Steve Cales, director at Cales & Co estate agents in Portslade, said he agreed that price increase will be slowing down.

He said: “There’s no doubt they are peaking now.

“Prices have been artificially inflating for 12 to 18 months and prices are coming down a little bit.”

Mr Cales said prices have been rising due to the shortage of properties on the market and though that has not changed, prices are hitting a ceiling of what buyers can afford.

Nationwide stated prices have gone up 61 per cent in 10 years.

But Mr Cales said wages cannot keep up.

He said: “People’s wages can’t keep up with the growth levels we’ve seen.

“Prices have gone up but wages have not gone up a lot.”

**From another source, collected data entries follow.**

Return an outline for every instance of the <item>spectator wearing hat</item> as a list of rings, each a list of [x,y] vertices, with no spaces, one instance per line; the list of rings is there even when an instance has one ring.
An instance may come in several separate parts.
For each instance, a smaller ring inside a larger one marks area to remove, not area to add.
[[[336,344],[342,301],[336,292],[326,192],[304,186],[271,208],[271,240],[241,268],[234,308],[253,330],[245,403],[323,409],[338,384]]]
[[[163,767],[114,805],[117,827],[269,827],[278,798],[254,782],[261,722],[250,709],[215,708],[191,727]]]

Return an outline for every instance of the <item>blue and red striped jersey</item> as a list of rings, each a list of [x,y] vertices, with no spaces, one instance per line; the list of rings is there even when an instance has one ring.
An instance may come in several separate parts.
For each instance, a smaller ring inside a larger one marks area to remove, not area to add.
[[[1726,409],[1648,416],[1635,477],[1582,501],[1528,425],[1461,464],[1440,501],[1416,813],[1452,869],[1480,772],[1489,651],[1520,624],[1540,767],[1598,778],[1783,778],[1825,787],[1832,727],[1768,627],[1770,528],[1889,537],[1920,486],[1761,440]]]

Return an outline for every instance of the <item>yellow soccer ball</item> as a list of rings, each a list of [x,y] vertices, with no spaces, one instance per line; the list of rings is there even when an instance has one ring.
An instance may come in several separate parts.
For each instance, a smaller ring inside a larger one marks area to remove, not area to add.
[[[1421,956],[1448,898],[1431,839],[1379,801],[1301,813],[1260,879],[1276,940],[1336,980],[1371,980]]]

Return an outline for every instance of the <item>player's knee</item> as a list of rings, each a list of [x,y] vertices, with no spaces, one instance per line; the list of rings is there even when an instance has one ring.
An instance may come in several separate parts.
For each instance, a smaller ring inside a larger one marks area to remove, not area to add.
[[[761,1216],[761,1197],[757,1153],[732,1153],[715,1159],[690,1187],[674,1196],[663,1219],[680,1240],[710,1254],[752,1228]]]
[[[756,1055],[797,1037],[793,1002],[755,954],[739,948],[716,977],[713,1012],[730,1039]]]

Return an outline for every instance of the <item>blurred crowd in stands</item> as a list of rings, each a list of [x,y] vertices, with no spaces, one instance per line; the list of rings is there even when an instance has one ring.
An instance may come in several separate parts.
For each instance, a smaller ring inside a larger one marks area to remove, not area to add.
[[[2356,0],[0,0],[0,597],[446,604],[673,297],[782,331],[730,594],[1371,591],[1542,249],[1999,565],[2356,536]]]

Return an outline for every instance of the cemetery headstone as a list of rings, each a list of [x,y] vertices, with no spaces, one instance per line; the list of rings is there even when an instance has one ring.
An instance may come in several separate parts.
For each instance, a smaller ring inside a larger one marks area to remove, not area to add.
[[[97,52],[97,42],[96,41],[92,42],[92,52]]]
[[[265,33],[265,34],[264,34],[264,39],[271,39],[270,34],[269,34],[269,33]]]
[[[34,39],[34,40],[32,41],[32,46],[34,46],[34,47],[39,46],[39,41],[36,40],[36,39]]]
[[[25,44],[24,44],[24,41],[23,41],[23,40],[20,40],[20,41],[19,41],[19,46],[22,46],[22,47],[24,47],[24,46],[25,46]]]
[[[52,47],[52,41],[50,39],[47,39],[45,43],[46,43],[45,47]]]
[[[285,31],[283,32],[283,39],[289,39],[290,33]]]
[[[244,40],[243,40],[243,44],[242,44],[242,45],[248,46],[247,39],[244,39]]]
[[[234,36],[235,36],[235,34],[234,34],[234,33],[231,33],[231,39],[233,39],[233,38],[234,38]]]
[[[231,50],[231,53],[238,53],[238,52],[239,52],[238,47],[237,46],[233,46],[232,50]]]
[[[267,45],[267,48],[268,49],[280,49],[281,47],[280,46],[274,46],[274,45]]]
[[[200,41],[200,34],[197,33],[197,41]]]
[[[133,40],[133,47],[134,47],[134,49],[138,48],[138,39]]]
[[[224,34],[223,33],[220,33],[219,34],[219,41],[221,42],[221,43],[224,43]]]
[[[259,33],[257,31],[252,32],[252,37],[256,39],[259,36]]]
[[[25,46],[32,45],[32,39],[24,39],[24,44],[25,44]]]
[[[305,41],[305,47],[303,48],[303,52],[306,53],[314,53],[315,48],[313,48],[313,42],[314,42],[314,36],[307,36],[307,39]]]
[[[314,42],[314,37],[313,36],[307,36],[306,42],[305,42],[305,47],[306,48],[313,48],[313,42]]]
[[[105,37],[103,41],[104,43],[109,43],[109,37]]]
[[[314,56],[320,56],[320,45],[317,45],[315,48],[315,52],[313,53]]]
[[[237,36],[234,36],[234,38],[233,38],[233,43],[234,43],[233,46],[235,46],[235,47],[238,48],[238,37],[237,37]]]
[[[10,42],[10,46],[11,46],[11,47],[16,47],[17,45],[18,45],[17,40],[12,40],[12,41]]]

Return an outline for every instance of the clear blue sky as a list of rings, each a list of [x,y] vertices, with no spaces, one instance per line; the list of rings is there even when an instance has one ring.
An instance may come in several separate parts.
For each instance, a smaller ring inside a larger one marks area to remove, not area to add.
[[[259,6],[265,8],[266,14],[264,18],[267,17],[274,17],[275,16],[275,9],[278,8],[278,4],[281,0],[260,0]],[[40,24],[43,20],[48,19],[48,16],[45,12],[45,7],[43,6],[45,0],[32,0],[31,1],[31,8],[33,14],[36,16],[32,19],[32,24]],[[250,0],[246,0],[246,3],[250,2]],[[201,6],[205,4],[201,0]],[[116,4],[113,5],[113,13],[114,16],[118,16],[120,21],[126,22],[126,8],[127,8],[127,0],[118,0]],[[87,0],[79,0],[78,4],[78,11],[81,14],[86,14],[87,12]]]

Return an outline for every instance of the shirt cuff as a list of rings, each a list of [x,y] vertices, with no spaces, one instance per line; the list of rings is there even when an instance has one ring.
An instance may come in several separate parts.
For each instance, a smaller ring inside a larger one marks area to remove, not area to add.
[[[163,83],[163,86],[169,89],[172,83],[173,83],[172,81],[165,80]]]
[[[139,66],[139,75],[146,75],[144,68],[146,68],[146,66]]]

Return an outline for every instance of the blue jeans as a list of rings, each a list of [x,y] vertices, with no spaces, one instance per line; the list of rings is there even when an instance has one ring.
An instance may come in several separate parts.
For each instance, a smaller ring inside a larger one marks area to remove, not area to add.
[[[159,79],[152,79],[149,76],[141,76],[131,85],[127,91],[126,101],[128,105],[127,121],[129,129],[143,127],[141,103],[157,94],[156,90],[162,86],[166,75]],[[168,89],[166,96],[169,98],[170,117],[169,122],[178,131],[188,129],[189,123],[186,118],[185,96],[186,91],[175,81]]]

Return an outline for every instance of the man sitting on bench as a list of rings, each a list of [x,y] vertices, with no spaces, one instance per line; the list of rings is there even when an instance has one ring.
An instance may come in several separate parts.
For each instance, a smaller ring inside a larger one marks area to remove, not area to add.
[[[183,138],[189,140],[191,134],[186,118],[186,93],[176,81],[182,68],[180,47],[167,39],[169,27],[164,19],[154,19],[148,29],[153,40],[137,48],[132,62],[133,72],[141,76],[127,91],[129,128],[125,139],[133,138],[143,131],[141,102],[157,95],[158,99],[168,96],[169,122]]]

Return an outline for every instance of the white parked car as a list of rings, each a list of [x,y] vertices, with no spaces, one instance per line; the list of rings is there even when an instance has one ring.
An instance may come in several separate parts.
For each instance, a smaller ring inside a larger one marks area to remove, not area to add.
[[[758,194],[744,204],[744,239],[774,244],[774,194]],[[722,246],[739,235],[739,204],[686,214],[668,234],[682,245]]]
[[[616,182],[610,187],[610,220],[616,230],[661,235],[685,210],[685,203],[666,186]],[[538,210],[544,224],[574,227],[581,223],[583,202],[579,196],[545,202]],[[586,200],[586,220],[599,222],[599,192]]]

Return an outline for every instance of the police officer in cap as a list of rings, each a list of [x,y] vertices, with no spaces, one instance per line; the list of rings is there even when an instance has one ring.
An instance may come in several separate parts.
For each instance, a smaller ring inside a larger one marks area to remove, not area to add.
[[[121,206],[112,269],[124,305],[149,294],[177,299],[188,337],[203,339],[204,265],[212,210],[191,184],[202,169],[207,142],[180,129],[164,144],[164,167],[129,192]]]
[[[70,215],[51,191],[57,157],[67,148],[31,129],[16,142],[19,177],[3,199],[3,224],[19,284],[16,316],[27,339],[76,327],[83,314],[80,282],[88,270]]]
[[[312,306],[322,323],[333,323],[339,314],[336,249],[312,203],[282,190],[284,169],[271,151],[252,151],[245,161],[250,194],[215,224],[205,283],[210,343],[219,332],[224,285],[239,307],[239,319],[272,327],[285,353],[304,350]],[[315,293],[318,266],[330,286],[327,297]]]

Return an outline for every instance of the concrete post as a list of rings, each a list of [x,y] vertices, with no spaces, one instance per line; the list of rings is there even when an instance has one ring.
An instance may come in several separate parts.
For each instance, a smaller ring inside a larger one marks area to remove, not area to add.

But Matthew Pointon, a property economist at Capital Economics, said any dip in prices in June is “not a sign of a cooling market”.

He predicted that annual price increases will pick up, and that prices at the end of this year will be 6 per cent higher than they were at the start.

Mr Pointon said: “For the country as a whole, the conditions are in place for a period of firmer house price gains.

“Active housing demand has finally started to pick up, as record low mortgage rates tempt more people into the market.”

Northern Ireland, where prices fell sharply in the wake of the economic downturn, overtook London to record the strongest growth on a regional basis, at 8 per cent.

London had a year-on-year increase of 7.3 per cent, taking the average property price to £429,711.

Wales and Scotland were the only regions to see prices fall year-on-year, recording declines of 0.8 per cent and 1 per cent respectively.

Despite the acceleration of house price growth in Northern Ireland of 8 per cent, average values there are still around 45 per cent below their 2007 peak levels, Nationwide said. The average house price in Northern Ireland is £126,525.